19961 – Write security considerations

This is an archived snapshot of W3C's public bugzilla bug tracker, decommissioned in April 2019. Please see the home page for more details.

Bug 19961 - Write security considerations

Summary: Write security considerations

Status:	RESOLVED FIXED

Alias:	None

Product:	WHATWG
Classification:	Unclassified
Component:	Encoding (show other bugs)
Version:	unspecified
Hardware:	PC Windows 3.1

Importance:	P2 normal
Target Milestone:	Unsorted
Assignee:	Anne
QA Contact:	sideshowbarker+encodingspec

URL:
Whiteboard:
Keywords:

Depends on:
Blocks:

Reported:	2012-11-14 14:09 UTC by Anne
Modified:	2014-12-06 21:32 UTC (History)
CC List:	4 users (show)

See Also:

Attachments

Description Anne 2012-11-14 14:09:08 UTC

https://bugzilla.mozilla.org/show_bug.cgi?id=406777#c1
http://zaynar.co.uk/docs/charset-encoding-xss.html
https://bugzilla.mozilla.org/show_bug.cgi?id=690225

Comment 1 Masatoshi Kimura 2012-12-04 11:27:15 UTC

Why platforms are changed to "Windows 3.1" for all bugs?

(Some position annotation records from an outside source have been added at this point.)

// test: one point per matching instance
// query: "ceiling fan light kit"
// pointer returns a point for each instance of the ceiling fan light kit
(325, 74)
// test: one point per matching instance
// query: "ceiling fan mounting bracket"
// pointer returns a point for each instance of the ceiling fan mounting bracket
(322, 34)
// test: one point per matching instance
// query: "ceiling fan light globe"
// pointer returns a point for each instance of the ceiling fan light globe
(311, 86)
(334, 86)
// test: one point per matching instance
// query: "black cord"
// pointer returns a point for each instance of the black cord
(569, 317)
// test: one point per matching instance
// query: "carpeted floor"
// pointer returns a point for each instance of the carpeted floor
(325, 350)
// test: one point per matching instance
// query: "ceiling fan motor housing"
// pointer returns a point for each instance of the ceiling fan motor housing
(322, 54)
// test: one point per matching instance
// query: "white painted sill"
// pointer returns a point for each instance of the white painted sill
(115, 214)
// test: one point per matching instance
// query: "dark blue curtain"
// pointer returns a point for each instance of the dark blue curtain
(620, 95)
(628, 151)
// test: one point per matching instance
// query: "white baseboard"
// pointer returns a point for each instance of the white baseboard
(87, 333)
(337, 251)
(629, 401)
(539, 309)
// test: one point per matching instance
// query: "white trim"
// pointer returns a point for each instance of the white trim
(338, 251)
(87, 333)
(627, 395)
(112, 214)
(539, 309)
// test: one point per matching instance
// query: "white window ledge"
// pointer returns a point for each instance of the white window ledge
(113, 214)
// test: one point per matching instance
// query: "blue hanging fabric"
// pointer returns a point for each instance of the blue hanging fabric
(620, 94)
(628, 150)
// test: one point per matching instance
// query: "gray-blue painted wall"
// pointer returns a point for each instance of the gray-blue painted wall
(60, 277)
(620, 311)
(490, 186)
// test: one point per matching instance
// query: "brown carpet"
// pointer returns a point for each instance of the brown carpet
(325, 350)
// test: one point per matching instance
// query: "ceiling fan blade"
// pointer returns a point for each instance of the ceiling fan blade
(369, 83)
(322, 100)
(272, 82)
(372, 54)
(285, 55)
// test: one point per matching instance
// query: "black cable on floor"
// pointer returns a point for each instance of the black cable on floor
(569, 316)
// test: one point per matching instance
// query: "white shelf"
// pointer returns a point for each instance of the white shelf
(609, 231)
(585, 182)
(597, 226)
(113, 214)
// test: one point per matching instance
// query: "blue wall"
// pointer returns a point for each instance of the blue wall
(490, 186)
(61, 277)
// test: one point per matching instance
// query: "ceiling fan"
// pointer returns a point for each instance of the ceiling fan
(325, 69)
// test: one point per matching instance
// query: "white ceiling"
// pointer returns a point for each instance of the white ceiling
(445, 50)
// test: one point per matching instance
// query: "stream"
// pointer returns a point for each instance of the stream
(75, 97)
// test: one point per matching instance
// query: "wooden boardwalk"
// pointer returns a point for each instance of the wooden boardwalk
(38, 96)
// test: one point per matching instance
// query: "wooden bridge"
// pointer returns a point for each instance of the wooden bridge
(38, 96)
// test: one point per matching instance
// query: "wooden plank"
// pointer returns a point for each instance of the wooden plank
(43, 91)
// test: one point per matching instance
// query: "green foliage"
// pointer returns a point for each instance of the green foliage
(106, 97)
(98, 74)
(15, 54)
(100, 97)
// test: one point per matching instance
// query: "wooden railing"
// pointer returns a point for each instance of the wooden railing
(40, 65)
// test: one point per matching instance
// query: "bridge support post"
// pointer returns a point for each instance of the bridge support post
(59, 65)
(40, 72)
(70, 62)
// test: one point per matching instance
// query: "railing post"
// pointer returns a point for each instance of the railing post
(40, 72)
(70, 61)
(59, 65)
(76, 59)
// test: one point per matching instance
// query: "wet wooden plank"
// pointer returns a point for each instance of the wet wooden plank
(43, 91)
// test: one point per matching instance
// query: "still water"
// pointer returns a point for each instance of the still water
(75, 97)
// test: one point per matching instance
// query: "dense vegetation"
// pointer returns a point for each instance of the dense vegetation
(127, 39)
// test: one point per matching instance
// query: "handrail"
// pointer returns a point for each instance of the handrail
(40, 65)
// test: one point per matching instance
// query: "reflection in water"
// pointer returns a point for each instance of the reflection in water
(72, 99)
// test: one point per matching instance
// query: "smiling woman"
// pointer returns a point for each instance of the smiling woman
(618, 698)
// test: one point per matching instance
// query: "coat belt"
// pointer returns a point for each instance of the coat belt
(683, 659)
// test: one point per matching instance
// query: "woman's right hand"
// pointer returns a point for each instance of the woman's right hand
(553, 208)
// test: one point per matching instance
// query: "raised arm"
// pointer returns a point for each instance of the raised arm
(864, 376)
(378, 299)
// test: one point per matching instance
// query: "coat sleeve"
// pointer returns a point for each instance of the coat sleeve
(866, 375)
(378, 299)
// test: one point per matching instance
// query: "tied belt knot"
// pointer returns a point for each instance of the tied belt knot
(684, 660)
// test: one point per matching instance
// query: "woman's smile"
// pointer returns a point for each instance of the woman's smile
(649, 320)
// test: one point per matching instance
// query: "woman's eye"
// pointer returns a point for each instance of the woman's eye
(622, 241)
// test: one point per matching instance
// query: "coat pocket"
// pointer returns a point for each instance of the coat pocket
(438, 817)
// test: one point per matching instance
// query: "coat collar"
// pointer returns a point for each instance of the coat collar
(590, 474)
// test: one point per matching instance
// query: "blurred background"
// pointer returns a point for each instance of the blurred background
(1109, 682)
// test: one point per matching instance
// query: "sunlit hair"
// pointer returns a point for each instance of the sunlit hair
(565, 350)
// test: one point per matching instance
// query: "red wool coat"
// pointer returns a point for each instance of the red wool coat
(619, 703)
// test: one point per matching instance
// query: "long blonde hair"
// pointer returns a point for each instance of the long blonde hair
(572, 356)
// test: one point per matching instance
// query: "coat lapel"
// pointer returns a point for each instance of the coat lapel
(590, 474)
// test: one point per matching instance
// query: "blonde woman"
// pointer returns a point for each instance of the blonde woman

Comment 2 Anne 2014-04-11 11:22:00 UTC

Encoder HTML error mode has potential for silent data loss when not using utf-8.

Comment 3 Anne 2014-11-09 17:22:18 UTC

I wrote a draft for this section. Review appreciated.

===
There is a set of security problems related to encodings when the producer and consumer do not agree on the encoding in use, or on the way a given encoding is to be implemented. For instance, an attack was reported in 2011 where a <span>shift_jis</span> lead byte 0x82 was used to “mask” a 0x22 trail byte in a JSON resource of which an attacker could control some field. The producer did not see the problem even though this is an illegal byte combination. The consumer decoded it as a single U+FFFD and therefore changed the overall interpretation as U+0022 is an important delimiter. Decoders of encodings that use multiple bytes for scalar values now require that in case of an illegal byte combination, a scalar value in the U+0000 to U+007F range cannot be “masked”. For the aforementioned sequence the output would be U+FFFD U+0022.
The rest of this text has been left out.